Artificial intelligence (AI) plays a critical role in xSM in 2021 and beyond. AI’s ability to complete tasks without human interaction and reduce cycle times makes it a particularly good fit for xSM. AI is completely changing the way that some organizations save money in overarching areas of Facility Management such as electricity, HVAC, security, and more. AI algorithms analyze historical data and use that information to build neural networks that mimic the way the human brain operates and learn how to perform specific tasks. In this case, the AI’s task would be to improve the efficiency of a building. Google is a great example of a company that has been using AI to monitor its data centers for years, saving money on cooling costs while optimizing the energy efficiency of its buildings. But one of the best things about AI is that it keeps learning and improving.

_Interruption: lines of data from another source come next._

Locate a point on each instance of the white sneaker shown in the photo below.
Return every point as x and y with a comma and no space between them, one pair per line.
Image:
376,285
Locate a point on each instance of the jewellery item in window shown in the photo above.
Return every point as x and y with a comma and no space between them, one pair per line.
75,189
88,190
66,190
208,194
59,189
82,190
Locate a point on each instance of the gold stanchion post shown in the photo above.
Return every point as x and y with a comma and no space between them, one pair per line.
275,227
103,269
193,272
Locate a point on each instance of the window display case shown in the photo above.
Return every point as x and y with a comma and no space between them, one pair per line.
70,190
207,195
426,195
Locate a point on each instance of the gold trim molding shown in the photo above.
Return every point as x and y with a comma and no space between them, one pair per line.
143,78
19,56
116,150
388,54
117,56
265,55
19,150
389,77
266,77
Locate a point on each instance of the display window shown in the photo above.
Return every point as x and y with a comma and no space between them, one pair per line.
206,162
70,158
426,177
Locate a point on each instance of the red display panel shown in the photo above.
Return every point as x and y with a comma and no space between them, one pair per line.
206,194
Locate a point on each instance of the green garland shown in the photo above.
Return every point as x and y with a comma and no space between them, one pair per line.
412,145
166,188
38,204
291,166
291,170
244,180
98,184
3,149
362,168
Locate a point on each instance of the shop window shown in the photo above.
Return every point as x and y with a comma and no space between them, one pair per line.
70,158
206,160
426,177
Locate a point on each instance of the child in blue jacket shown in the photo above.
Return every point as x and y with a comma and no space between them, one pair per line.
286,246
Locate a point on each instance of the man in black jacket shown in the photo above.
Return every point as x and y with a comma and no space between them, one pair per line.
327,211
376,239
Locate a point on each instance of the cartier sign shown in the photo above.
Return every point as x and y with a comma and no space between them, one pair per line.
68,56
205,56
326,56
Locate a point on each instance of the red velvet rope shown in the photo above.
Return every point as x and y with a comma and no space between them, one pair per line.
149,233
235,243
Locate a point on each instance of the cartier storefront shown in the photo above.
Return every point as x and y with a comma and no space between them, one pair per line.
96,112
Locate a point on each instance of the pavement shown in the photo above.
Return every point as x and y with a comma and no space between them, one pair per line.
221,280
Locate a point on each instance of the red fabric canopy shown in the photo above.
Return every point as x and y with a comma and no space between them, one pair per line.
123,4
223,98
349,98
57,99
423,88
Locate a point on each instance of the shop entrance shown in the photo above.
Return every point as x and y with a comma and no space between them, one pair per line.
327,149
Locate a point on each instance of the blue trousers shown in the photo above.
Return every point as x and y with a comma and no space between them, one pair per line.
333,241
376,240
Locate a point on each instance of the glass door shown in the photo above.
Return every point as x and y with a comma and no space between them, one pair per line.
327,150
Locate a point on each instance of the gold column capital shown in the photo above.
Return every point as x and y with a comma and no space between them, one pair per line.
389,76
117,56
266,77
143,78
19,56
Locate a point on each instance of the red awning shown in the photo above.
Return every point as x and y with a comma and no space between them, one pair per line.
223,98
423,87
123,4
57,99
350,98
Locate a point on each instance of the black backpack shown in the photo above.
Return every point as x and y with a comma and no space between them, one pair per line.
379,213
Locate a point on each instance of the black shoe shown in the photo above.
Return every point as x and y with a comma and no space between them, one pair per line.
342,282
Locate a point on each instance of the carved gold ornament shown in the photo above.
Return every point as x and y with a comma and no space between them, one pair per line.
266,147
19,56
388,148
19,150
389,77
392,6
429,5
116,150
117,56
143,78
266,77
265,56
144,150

The COVID-19 pandemic will likely continue to transform the workplace for quite some time, and those changes will constantly be reflected in the way that xSM is implemented. Customers can enter service requests using a web-based Self-Service Portal (SSP), which allows them to easily check the status of their requests and receive notifications when their jobs have been completed.
While less human contact with fewer interactions (Trend #4—Hybrid Customer Service) seems to directly contradict Trend #1—People Before Technology, they are working in harmony with each other because companies are focusing more on the user experience when designing their SSPs. Remember, xSM is a business enabler that requires people to help make it successful.
While the title of Chief Services Officer (CSO) is still relatively new, we foresee that position changing in 2021 as more companies mature into xSM. When you consider all the services that your company provides to its employees and customers—Service Management, Purchasing, Human Resources, Facilities, and Finance, just to name a few—it becomes apparent that the role of a CSO requires a very wide skillset.
Many CSOs enter their roles with an ITSM background, simply because xSM systems are all-encompassing. This means that candidates need many years of experience servicing all these areas to truly qualify for this position. Ultimately, an effective xSM system requires the CSO to be responsible for everything in service management.
So, what exactly does a Chief Services Officer do? A CSO acts as the bridge that your company needs to bring disparate departments together. The span of this “bridge” differs from one company to another, but on a high-level, the CSO’s responsibilities as they pertain to “services” are the same regardless of the company or industry:
The CSO’s job is by no means a silver bullet for businesses crossing the boundaries of ESM into xSM, but with the right person and the right level of organizational maturity, the CSO could be what sets your business on the right track to complete your digital transformation.